The hook, and one of the more powerful things in this exhibit, is the inclusion of Team Manila’s contemporary renderings on wood of Jose Rizal in shades (and later on their other Pepe products), in colors too vivid you forget he’s national hero. In “Rizal in Shades” one can only thank the heavens for Team Manila’s reconfiguration of history into interesting and viable images that comes from a stable and consistent sense of popular nationalism. Let me forget, of course, that I have yet to be able to afford one of their products.
Truth to tell, in the context of the museum, this was a feat in itself; in the context of the exhibit it would be the portent of the diversity that’s here, only united by notions of Rizal. Contradictions are welcome! Hear! Hear! Your telling of this story is as good as mine!
As it turns out, this works infinitely well with the Rizal heirs’ exhibition of things / correspondence / lives equated with our national hero. At first glance the collection seems too trivial for comfort, but in reality, it is more inspiring than we’d like to admit. Art as inspiration to do better in our lives seems cliché, never mind that it has as market the younger students among us, yet there is an amount of greatness in Rizal that’s difficult to ignore, or not be inspired by, the jaded among us notwithstanding.
At the very least, you must get goose bumps looking at the pencil sketches of portraits Rizal did himself.
Over Rizal, Monuments to a Hero had all the makings of superficiality. After all, in light of Jose Rizal’s sesquicentennial his monuments seem like the most flimsy of subjects; in light of the more important question of his continued relevance, this exhibit risked the possibility of being absolutely irrelevant.
But there was more here than just photos of Rizal statues, and while the curatorial note speaks of memory and remembering, the sheer number of these monuments across the country surprisingly reminds of a predisposition to forget, where archetypes end up meaning nothing, and portrayals of heroes are but one-dimensional representations.
What Over Rizal reveals is that at some point archetypes can turn out to be real and one-dimensionality can become a foregone conclusion.

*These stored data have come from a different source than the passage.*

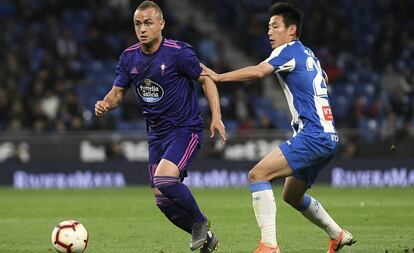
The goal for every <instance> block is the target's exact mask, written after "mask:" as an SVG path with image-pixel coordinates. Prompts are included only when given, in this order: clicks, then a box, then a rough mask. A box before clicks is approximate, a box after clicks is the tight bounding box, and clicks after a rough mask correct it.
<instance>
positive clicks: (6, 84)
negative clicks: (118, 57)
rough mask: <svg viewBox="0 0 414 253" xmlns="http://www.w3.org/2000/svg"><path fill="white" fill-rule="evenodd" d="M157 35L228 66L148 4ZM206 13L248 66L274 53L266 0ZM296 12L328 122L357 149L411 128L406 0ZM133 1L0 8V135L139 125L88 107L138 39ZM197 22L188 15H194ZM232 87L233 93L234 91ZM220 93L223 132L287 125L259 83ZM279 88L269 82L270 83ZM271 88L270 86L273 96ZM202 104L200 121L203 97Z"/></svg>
mask: <svg viewBox="0 0 414 253" xmlns="http://www.w3.org/2000/svg"><path fill="white" fill-rule="evenodd" d="M155 2H157V3H158V4H159V5H160V6H161V8H162V9H163V11H164V18H165V19H166V21H167V25H166V30H165V35H166V36H167V37H170V38H173V39H177V40H183V41H186V42H189V43H190V44H192V45H193V46H194V48H195V50H196V52H197V54H198V56H199V58H200V59H201V61H203V62H204V63H206V64H207V65H209V66H210V67H211V68H212V69H214V70H216V71H217V72H223V71H227V70H231V69H232V64H231V59H227V58H224V55H225V54H224V53H223V51H225V50H226V48H225V47H224V46H223V44H222V43H220V42H219V41H215V40H213V39H212V36H209V34H208V33H206V32H205V31H202V30H201V29H199V26H200V24H198V23H197V22H192V20H191V19H189V20H188V22H187V23H185V24H181V23H179V22H177V20H178V19H177V15H180V14H179V13H174V12H172V11H169V10H168V8H167V5H166V1H155ZM187 2H188V3H189V4H192V5H195V6H196V7H197V9H198V10H199V11H200V13H199V14H203V15H205V16H209V17H212V18H210V21H211V22H215V24H216V27H217V28H218V30H217V31H214V32H217V33H220V34H222V35H223V36H226V37H228V38H230V39H231V40H232V46H234V47H236V48H237V49H238V50H240V51H241V52H244V54H245V55H247V56H248V57H250V58H251V60H252V61H253V62H260V61H262V60H264V59H265V58H267V56H268V55H269V53H270V52H271V48H270V46H269V45H268V44H269V43H268V39H267V22H268V15H267V10H268V8H269V6H270V5H271V4H272V3H273V2H275V1H271V0H262V1H254V0H211V1H202V0H197V1H187ZM292 2H293V3H295V4H296V5H297V6H298V7H299V8H300V9H301V10H302V12H303V15H304V22H303V29H302V36H301V40H302V42H303V43H304V44H305V45H307V46H308V47H310V48H311V49H313V51H314V52H315V54H316V55H317V57H318V58H319V59H320V60H321V63H322V67H323V69H324V70H325V71H326V72H327V74H328V76H329V79H330V83H329V89H330V96H331V103H332V106H333V113H334V116H335V120H336V124H337V126H338V128H339V129H341V130H347V129H351V130H349V131H350V132H352V133H355V138H357V137H358V136H359V137H362V138H363V139H364V140H365V141H374V140H376V139H378V138H381V139H390V138H392V139H394V138H401V139H404V138H406V137H407V136H409V135H413V134H414V133H413V128H414V117H413V111H414V99H413V98H414V73H413V70H414V19H413V18H412V17H411V15H412V13H414V2H413V1H410V0H397V1H393V0H338V1H329V0H302V1H299V0H297V1H292ZM139 3H140V1H129V0H93V1H83V0H72V1H64V0H18V1H1V2H0V32H1V34H2V36H1V37H0V46H1V48H2V50H1V51H0V56H1V59H2V64H0V130H1V131H5V132H18V131H22V130H33V131H36V132H46V133H55V132H58V133H61V132H67V131H78V130H100V129H113V130H129V129H145V124H144V122H143V120H142V115H141V112H140V109H139V106H138V105H137V101H136V98H135V97H134V94H132V92H129V94H128V96H127V98H126V100H125V102H124V103H123V104H122V106H121V108H120V109H118V110H115V111H114V112H113V113H112V114H111V115H109V116H107V117H104V119H102V120H96V118H95V117H94V115H93V105H94V103H95V101H96V100H98V99H101V98H102V97H103V96H104V95H105V94H106V92H108V90H109V89H110V88H111V85H112V79H113V77H114V71H115V66H116V63H117V60H118V56H119V55H120V54H121V53H122V51H123V50H124V49H125V48H127V47H128V46H130V45H132V44H134V43H136V41H137V39H136V37H135V34H134V30H133V23H132V14H133V11H134V9H135V8H136V6H137V5H138V4H139ZM195 14H196V13H195ZM230 86H231V85H230ZM228 87H229V86H220V87H219V90H220V95H221V104H222V110H223V118H224V119H225V122H226V125H227V128H228V130H229V131H231V130H236V129H238V130H248V129H252V128H266V129H278V130H283V131H286V130H288V128H289V121H290V115H289V113H288V112H286V110H281V109H280V108H278V107H277V106H275V101H274V99H272V97H271V96H269V95H268V94H266V91H265V89H264V88H263V87H264V84H263V83H262V81H257V82H252V83H249V84H247V85H241V84H238V85H237V84H235V85H233V86H231V88H228ZM275 87H276V86H275ZM276 89H277V88H276ZM200 106H201V108H202V111H203V113H204V114H206V115H208V105H207V101H206V99H205V98H204V97H203V96H202V95H201V91H200Z"/></svg>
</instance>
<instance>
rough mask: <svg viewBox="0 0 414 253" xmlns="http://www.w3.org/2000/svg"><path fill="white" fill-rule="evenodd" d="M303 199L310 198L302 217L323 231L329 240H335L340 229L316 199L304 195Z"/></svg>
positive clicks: (328, 214) (336, 237) (333, 220)
mask: <svg viewBox="0 0 414 253" xmlns="http://www.w3.org/2000/svg"><path fill="white" fill-rule="evenodd" d="M305 198H310V205H309V207H308V208H307V209H306V210H303V211H302V214H303V216H305V217H306V218H307V219H308V220H310V221H311V222H312V223H313V224H315V225H316V226H318V227H320V228H322V229H323V230H325V232H326V233H327V234H328V235H329V237H330V238H331V239H336V238H337V237H338V236H339V235H340V233H341V231H342V229H341V228H340V227H339V226H338V224H336V222H335V221H334V220H333V219H332V218H331V216H329V214H328V213H327V212H326V211H325V209H324V208H323V206H322V205H321V204H320V203H319V202H318V201H317V200H316V199H314V198H312V197H311V196H309V195H305ZM308 201H309V199H308Z"/></svg>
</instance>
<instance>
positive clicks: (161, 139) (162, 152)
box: [148, 131, 204, 187]
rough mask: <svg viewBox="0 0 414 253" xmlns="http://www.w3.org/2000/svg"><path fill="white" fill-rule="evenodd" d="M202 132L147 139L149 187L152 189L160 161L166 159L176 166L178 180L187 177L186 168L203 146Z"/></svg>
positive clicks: (177, 134)
mask: <svg viewBox="0 0 414 253" xmlns="http://www.w3.org/2000/svg"><path fill="white" fill-rule="evenodd" d="M203 138H204V134H203V132H202V131H201V132H191V131H186V132H179V133H176V134H170V135H169V136H168V137H163V138H154V137H150V138H149V139H148V151H149V166H148V169H149V175H150V180H151V187H154V184H153V178H154V174H155V170H156V169H157V166H158V163H159V162H160V161H161V159H166V160H168V161H170V162H172V163H174V164H175V165H177V167H178V169H179V171H180V180H181V181H183V180H184V178H185V177H186V176H187V171H186V168H187V166H188V165H189V164H190V162H191V161H192V160H193V159H194V158H195V157H196V156H197V153H198V152H199V151H200V148H201V146H202V144H203Z"/></svg>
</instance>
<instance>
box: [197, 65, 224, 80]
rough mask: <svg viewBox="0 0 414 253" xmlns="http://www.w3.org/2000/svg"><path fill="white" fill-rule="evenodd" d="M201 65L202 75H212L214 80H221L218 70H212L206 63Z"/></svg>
mask: <svg viewBox="0 0 414 253" xmlns="http://www.w3.org/2000/svg"><path fill="white" fill-rule="evenodd" d="M200 67H201V68H202V69H203V71H202V72H201V75H202V76H208V77H210V78H211V79H212V80H213V81H214V82H219V81H220V80H219V76H218V74H217V73H216V72H214V71H213V70H211V69H210V68H208V67H207V66H206V65H204V64H202V63H200Z"/></svg>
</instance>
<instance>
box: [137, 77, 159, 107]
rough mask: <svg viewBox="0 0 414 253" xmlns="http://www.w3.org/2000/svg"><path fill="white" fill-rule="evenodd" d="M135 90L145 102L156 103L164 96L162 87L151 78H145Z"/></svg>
mask: <svg viewBox="0 0 414 253" xmlns="http://www.w3.org/2000/svg"><path fill="white" fill-rule="evenodd" d="M136 90H137V93H138V94H139V95H140V96H141V97H142V99H143V100H144V101H145V102H147V103H156V102H158V101H160V100H161V98H162V97H163V96H164V89H163V88H162V87H161V85H159V84H157V83H156V82H153V81H152V80H151V79H145V80H144V81H143V82H142V83H141V84H140V85H138V86H137V88H136Z"/></svg>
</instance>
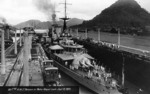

These photos taken together might in fact give the more discerning spectator a sense of the kind of narrative we collectively build as a nation about Rizal, even and precisely on the level of the seemingly harmless monument.
Alwin Reamillo’s Ang Balut Viand exhibit is like balut: it looks like a standard generic egg from the outside, but is an unborn duck on the inside. Which is of course to say that you might not have the stomach for that sisiw literally and figuratively; or find that you actually quite have a taste for it, from sipping that hot balut liquid straight from the shell, to the process of slowly peeling the shell, and downing it whole: the eating of balut isn’t just about eating, as it is of knowing, of identity.
The balut is one claim to fame we’re uncertain about, seeing as it is equated with hissing cockroaches on Fear Factor. Talk about bringing us back to the dark ages of being the exotic and barbaric brown siblings of America.
In Reamillo’s hands though the balut becomes reason for pride, as it is reclaimed in its process of being changed: there are no duck fetuses here, but there is plenty of balut made out of plaster and emulsion.